Kew Gardens

English Modernism

English Modernism emerged as a radical departure from the literary traditions that preceded it. In the wake of rapid industrialisation, urbanisation, and the devastation of World War I, writers rejected the sentimentality and rigid structures of Victorian literature. This movement embraced experimentation, pushing boundaries with techniques like stream-of-consciousness, fragmented narratives, and a greater exploration of symbolism.

The emphasis shifted from grand, sweeping narratives to the complexities of the individual mind. Modernist writers delved into the subtleties of consciousness, exploring themes of alienation, disillusionment, and the search for meaning in a seemingly fractured world. This introspective approach gave readers a fragmented, often disorienting experience that mirrored the social anxieties of the era.

Key figures of English Modernism include James Joyce, whose novel Ulysses revolutionised the form; Virginia Woolf, known for her introspective narratives and stream-of-consciousness style; and the poet T.S Eliot, whose poem "The Waste Land" became a defining work expressing the disillusionment of the postwar world.

While diverse in style and approach, the works of English Modernism share a common thread: the desire to break from the past and forge new ways of expressing a dramatically changed world, both internally and externally.

"Kew Gardens" - Virginia Woolf

Virginia Woolf's short story "Kew Gardens" exemplifies the experimental style of Modernism. Instead of a traditional plot with clear development, Woolf paints a series of vivid impressions as various characters drift through London's famous botanical gardens. Fragments of conversation, fleeting thoughts, and vibrant descriptions of flowers and insects create a kaleidoscopic effect.

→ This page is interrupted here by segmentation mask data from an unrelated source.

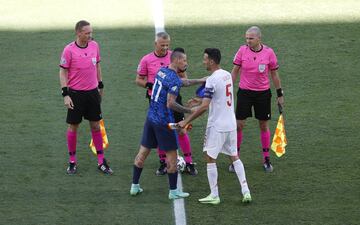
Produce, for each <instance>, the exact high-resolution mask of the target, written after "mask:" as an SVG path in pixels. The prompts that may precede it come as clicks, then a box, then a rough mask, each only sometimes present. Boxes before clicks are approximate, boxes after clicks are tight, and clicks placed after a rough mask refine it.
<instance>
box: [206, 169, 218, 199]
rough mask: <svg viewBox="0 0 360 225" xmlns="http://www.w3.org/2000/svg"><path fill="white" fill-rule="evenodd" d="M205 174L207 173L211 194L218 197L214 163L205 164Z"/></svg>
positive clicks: (216, 169) (216, 173)
mask: <svg viewBox="0 0 360 225" xmlns="http://www.w3.org/2000/svg"><path fill="white" fill-rule="evenodd" d="M207 175H208V181H209V186H210V191H211V196H212V197H218V196H219V189H218V186H217V176H218V175H217V167H216V163H208V164H207Z"/></svg>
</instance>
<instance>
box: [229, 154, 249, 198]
mask: <svg viewBox="0 0 360 225" xmlns="http://www.w3.org/2000/svg"><path fill="white" fill-rule="evenodd" d="M233 165H234V169H235V172H236V175H237V176H238V179H239V182H240V185H241V192H242V194H245V193H247V192H249V193H250V190H249V187H248V185H247V182H246V175H245V169H244V165H243V163H242V162H241V160H240V159H238V160H236V161H234V162H233Z"/></svg>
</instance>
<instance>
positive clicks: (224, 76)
mask: <svg viewBox="0 0 360 225" xmlns="http://www.w3.org/2000/svg"><path fill="white" fill-rule="evenodd" d="M205 92H210V93H211V94H210V95H211V96H212V99H211V102H210V107H209V108H210V109H209V116H208V123H207V127H215V129H216V130H217V131H218V132H228V131H233V130H236V118H235V112H234V95H233V83H232V78H231V74H230V73H229V72H227V71H226V70H223V69H218V70H216V71H215V72H214V73H213V74H211V76H210V77H209V78H208V79H206V86H205Z"/></svg>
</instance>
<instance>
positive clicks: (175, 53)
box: [170, 51, 186, 62]
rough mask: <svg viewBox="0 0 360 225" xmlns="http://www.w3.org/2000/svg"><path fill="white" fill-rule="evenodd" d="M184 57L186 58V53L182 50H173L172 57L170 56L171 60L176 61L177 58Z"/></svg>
mask: <svg viewBox="0 0 360 225" xmlns="http://www.w3.org/2000/svg"><path fill="white" fill-rule="evenodd" d="M183 58H186V55H185V53H183V52H180V51H173V52H172V53H171V58H170V60H171V62H174V61H176V60H180V59H183Z"/></svg>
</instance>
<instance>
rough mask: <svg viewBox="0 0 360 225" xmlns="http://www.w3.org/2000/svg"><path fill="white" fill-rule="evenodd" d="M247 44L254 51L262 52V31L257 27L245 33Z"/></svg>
mask: <svg viewBox="0 0 360 225" xmlns="http://www.w3.org/2000/svg"><path fill="white" fill-rule="evenodd" d="M245 38H246V44H247V45H248V46H249V47H250V48H251V49H252V50H254V51H260V50H261V48H262V47H261V46H262V45H261V30H260V28H259V27H257V26H252V27H250V28H249V29H247V31H246V33H245Z"/></svg>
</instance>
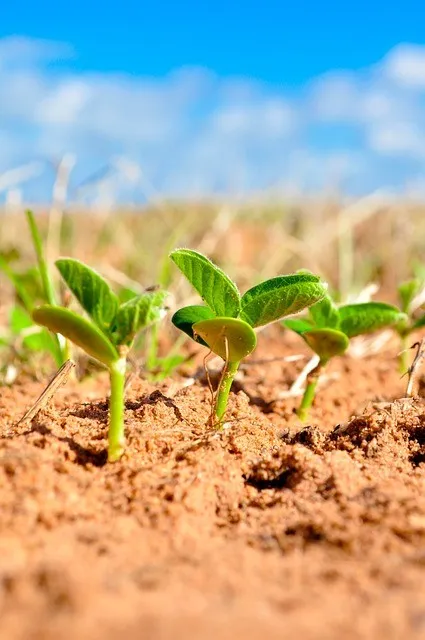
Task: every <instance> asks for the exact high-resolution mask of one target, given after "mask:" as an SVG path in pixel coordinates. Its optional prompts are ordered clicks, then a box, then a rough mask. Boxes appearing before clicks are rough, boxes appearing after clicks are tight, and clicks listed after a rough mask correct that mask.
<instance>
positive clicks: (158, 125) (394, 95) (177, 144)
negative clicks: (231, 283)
mask: <svg viewBox="0 0 425 640" xmlns="http://www.w3.org/2000/svg"><path fill="white" fill-rule="evenodd" d="M71 53H72V51H71V49H70V48H69V47H67V46H66V45H61V44H57V43H50V42H45V41H37V40H31V39H26V38H5V39H0V95H1V96H2V99H1V100H0V173H1V172H2V171H5V170H6V169H10V168H12V167H13V166H14V165H18V164H21V163H25V162H28V161H32V160H40V159H41V160H44V161H49V160H51V159H57V158H58V157H60V156H62V155H63V154H65V153H68V152H70V153H73V154H75V155H76V157H77V165H76V169H75V171H74V181H75V183H78V182H79V181H81V180H82V179H83V178H84V177H85V176H87V175H89V174H90V173H93V172H95V171H96V170H97V169H99V168H101V167H102V166H105V165H106V164H107V163H108V162H109V161H110V160H111V159H113V158H116V157H117V156H124V157H126V158H128V159H130V160H131V161H134V162H135V163H138V164H139V166H140V167H141V168H142V170H143V175H144V176H146V178H147V179H148V180H149V181H151V182H152V183H154V184H155V187H156V188H157V189H158V190H160V191H163V192H164V193H168V194H172V195H176V194H178V195H182V196H184V195H194V194H197V195H199V194H208V193H211V192H217V191H226V190H233V191H236V192H238V193H239V192H247V191H251V190H254V191H258V190H261V189H265V188H270V187H271V186H276V185H285V186H286V187H289V186H291V188H292V187H293V188H295V189H304V190H314V189H321V188H324V187H329V186H334V185H337V184H338V185H339V186H341V184H342V186H343V187H344V188H346V189H351V190H357V191H361V190H367V189H370V188H377V187H380V186H386V185H387V184H391V185H393V186H397V187H399V188H402V187H403V186H404V184H406V183H407V181H408V180H409V179H410V178H411V177H412V171H413V172H414V173H415V176H416V175H420V173H421V172H422V171H423V170H424V169H425V153H424V151H423V149H424V146H425V145H424V142H425V115H424V114H425V94H424V93H423V92H421V91H420V89H422V88H425V47H419V46H412V45H400V46H398V47H396V48H395V49H394V50H393V51H391V52H390V53H389V54H388V55H387V56H386V57H385V58H384V60H382V61H380V62H378V63H376V64H374V65H371V66H370V67H369V68H366V69H362V70H360V71H356V72H353V71H351V72H347V71H344V70H334V71H330V72H329V73H327V74H325V75H323V76H320V77H317V78H313V79H312V80H311V81H310V82H309V83H308V84H307V85H306V86H304V87H302V88H300V89H298V90H295V89H293V90H292V91H291V92H290V93H289V92H287V91H285V90H284V89H280V88H279V87H276V86H269V85H267V84H264V83H261V82H259V81H254V80H250V79H246V78H220V77H217V76H215V75H214V74H213V73H212V72H210V71H208V70H204V69H197V68H193V69H192V68H185V69H180V70H177V71H175V72H173V73H170V74H169V75H167V76H165V77H161V78H149V77H137V76H126V75H117V74H112V73H93V72H78V73H77V72H75V71H74V72H70V71H68V70H64V69H63V68H61V65H60V61H61V60H63V59H64V58H66V57H69V56H70V55H71ZM52 62H54V63H55V64H54V72H52V68H51V67H52V65H51V63H52ZM67 66H68V67H69V64H68V65H67ZM394 160H397V171H395V169H394V166H395V165H394ZM391 163H392V164H391ZM412 163H413V164H412ZM46 166H47V164H46ZM136 174H137V172H136ZM49 180H50V185H51V180H52V174H51V171H50V173H49V171H47V170H46V175H45V178H44V180H42V181H38V182H37V183H34V184H32V185H31V184H28V186H27V187H26V189H27V191H26V193H27V195H28V197H32V196H35V195H36V196H37V197H44V198H45V197H48V195H49V182H48V181H49ZM118 195H120V196H121V197H126V196H127V195H128V192H124V191H121V194H118ZM132 195H133V196H134V197H135V198H141V197H143V194H142V189H141V188H139V189H138V188H137V186H136V187H133V193H132Z"/></svg>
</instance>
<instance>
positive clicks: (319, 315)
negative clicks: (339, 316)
mask: <svg viewBox="0 0 425 640" xmlns="http://www.w3.org/2000/svg"><path fill="white" fill-rule="evenodd" d="M309 313H310V315H311V317H312V318H313V320H314V324H315V326H316V327H317V328H318V329H337V328H338V325H339V313H338V309H337V307H336V305H335V303H334V301H333V300H332V298H331V297H330V296H329V295H326V296H325V297H324V298H323V300H320V301H319V302H316V304H313V305H312V306H311V307H310V309H309Z"/></svg>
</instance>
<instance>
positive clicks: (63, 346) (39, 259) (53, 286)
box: [26, 209, 69, 364]
mask: <svg viewBox="0 0 425 640" xmlns="http://www.w3.org/2000/svg"><path fill="white" fill-rule="evenodd" d="M26 216H27V220H28V225H29V228H30V232H31V237H32V242H33V245H34V250H35V254H36V256H37V262H38V270H39V272H40V277H41V283H42V285H43V292H44V297H45V299H46V302H48V303H49V304H51V305H53V306H55V305H56V294H55V287H54V285H53V281H52V278H51V277H50V271H49V267H48V265H47V260H46V256H45V252H44V248H43V241H42V239H41V235H40V231H39V229H38V227H37V222H36V220H35V216H34V213H33V212H32V211H31V210H29V209H28V210H27V211H26ZM55 338H56V341H57V345H58V349H59V352H60V354H61V360H62V363H61V364H64V362H66V361H67V360H68V358H69V345H68V342H67V341H66V340H65V342H64V343H63V344H62V343H61V341H60V339H59V336H58V335H57V334H56V335H55Z"/></svg>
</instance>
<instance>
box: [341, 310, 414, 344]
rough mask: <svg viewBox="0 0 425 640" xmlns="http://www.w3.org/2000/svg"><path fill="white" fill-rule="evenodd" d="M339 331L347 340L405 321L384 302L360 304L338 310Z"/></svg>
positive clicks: (391, 325) (396, 324)
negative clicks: (350, 338) (339, 320)
mask: <svg viewBox="0 0 425 640" xmlns="http://www.w3.org/2000/svg"><path fill="white" fill-rule="evenodd" d="M338 313H339V318H340V325H339V328H340V330H341V331H342V332H343V333H345V334H346V335H347V336H348V337H349V338H354V337H355V336H359V335H362V334H364V333H371V332H373V331H378V329H383V328H384V327H391V326H394V325H397V324H398V323H400V322H403V321H404V320H406V319H407V316H406V314H405V313H403V312H402V311H400V309H398V308H397V307H393V306H392V305H390V304H386V303H385V302H361V303H357V304H346V305H343V306H342V307H339V308H338Z"/></svg>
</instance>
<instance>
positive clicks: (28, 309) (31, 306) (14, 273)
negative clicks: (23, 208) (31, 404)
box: [0, 210, 69, 366]
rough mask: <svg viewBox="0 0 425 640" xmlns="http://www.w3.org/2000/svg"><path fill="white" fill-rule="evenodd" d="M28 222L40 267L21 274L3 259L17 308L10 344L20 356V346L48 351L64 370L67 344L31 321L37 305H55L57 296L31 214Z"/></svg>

The story abandons linear storytelling in favour of  exploring the internal lives of its characters. Woolf delves into their memories, unspoken desires, and subconscious associations. This focus on the momentary and the subjective mirrors the fragmented worldview that became prevalent in the aftermath of World War I.

"Kew Gardens" is also deeply concerned with perception. Woolf uses imagery and symbolism to create a world where colors, textures, and scents take on a life of their own. This emphasis on sensory experience challenges the reader's expectations, shifting emphasis from action to a richer, more complex understanding of individual experience.

Through its focus on internal experience, its evocative sensory descriptions, and its rejection of traditional narrative structures, "Kew Gardens" beautifully embodies the core principles of the Modernist movement, inviting the reader to assemble a nuanced picture of human consciousness from scattered fragments.

"Kew Gardens" (page 85)

Source: Project Gutenburg 

"Fifteen years ago I came here with Lily," he thought. "We sat somewhere over there by a lake and I begged her to marry me all through the hot afternoon. How the dragonfly kept circling round us: how clearly I see the dragonfly and her shoe with the square silver buckle at the toe. All the time I spoke I saw her shoe and when it moved impatiently I knew without looking up what she was going to say: the whole of her seemed to be in her shoe. And my love, my desire, were in the dragonfly; for some reason I thought that if it settled there, on that leaf, the broad one with the red flower in the middle of it, if the dragonfly settled on the leaf she would say "Yes" at once. But the dragonfly went round and round: it never settled anywhere—of course not, happily not, or I shouldn't be walking here with Eleanor and the children—Tell me, Eleanor. D'you ever think of the past?"